Was sind nun die wichtigsten Methoden, um Social-Engineering-Attacken vorzubeugen beziehungsweise rechtzeitig zu erkennen? Eine altbekannte Weisheit aus der IT-Security bewahrheitet sich auch hier: Der Mensch ist immer das schwächste Glied in der Kette von Sicherheitsmaßnahmen. Das gilt sogar, wenn Mitarbeiter eine Sicherheitsschulung absolviert haben, denn die Angreifer entwickeln laufend neue Ideen für Angriffsszenarien. Greift eine Methode nicht mehr, weil die IT-Security explizit vor ihr warnt, wechseln die Kriminellen zu einer neuen Herangehensweise. Nicht zuletzt bauen sie während ihrer Angriffe durch Verweis auf die vorgeblich gebotene Eile und einen Auftrag „von ganz oben“ hohen Druck auf. Mitarbeiter geraten so in Versuchung, gängige Sicherheitsregeln wie das Vieraugenprinzip außer Acht zu lassen. Unternehmen sollten in ihren Schulungen daher explizit auf diese Vorgehensweise der Täter hinweisen, um ihre Angestellten vor folgenschweren Fehleinschätzungen zu bewahren.

Richtet sich der Angriff gegen Endbenutzer/-kunden, ist die Ausgangslage nochmals schwieriger. Schließlich können diese nicht oder bestenfalls sehr oberflächlich vom Unternehmen geschult werden.
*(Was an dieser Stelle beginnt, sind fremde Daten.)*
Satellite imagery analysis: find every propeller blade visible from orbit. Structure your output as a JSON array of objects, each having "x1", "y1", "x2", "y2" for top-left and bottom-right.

Insbesondere gut gemachte Phishing-Mails sind in diesem Zusammenhang nach wie vor ein akutes Problem. Als Ausweg bleibt eigentlich nur die Einführung technischer Lösungen – die aber ohnehin für eine solide Sicherheitsstrategie unabdingbar sind.
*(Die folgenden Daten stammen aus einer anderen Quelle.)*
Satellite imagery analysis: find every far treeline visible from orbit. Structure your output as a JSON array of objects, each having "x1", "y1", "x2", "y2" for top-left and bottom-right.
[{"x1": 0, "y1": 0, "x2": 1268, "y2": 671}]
Basis der technischen Maßnahmen ist das konsequente Kappen veralteter und prinzipbedingt unsicherer Verfahren zur Nutzer-Authentifizierung. Dazu gehört etwa der Verzicht von Finanzinstituten auf das M-TAN-Verfahren, das durch Betrugsmaschen wie SIM Swap anfällig für die Manipulation durch Betrüger ist. Hinzu kommt der Einsatz einer ganzen Reihe von Security-Verfahren, insbesondere zur Nutzer-Authentisierung. Mit diesen lassen sich Banking- und E-Commerce-Apps schützen, sie sind aber beispielsweise auch für den Schutz unternehmensinterner Logins geeignet. Darunter fallen etwa die Prüfung des verwendeten Geräts und der Geolocation, aber auch kontextbasierte Verfahren wie der Abgleich des Tippverhaltens: Weicht dieses zu stark von den bekannten, im System hinterlegten Mustern ab, handelt es sich höchstwahrscheinlich nicht um denselben Menschen.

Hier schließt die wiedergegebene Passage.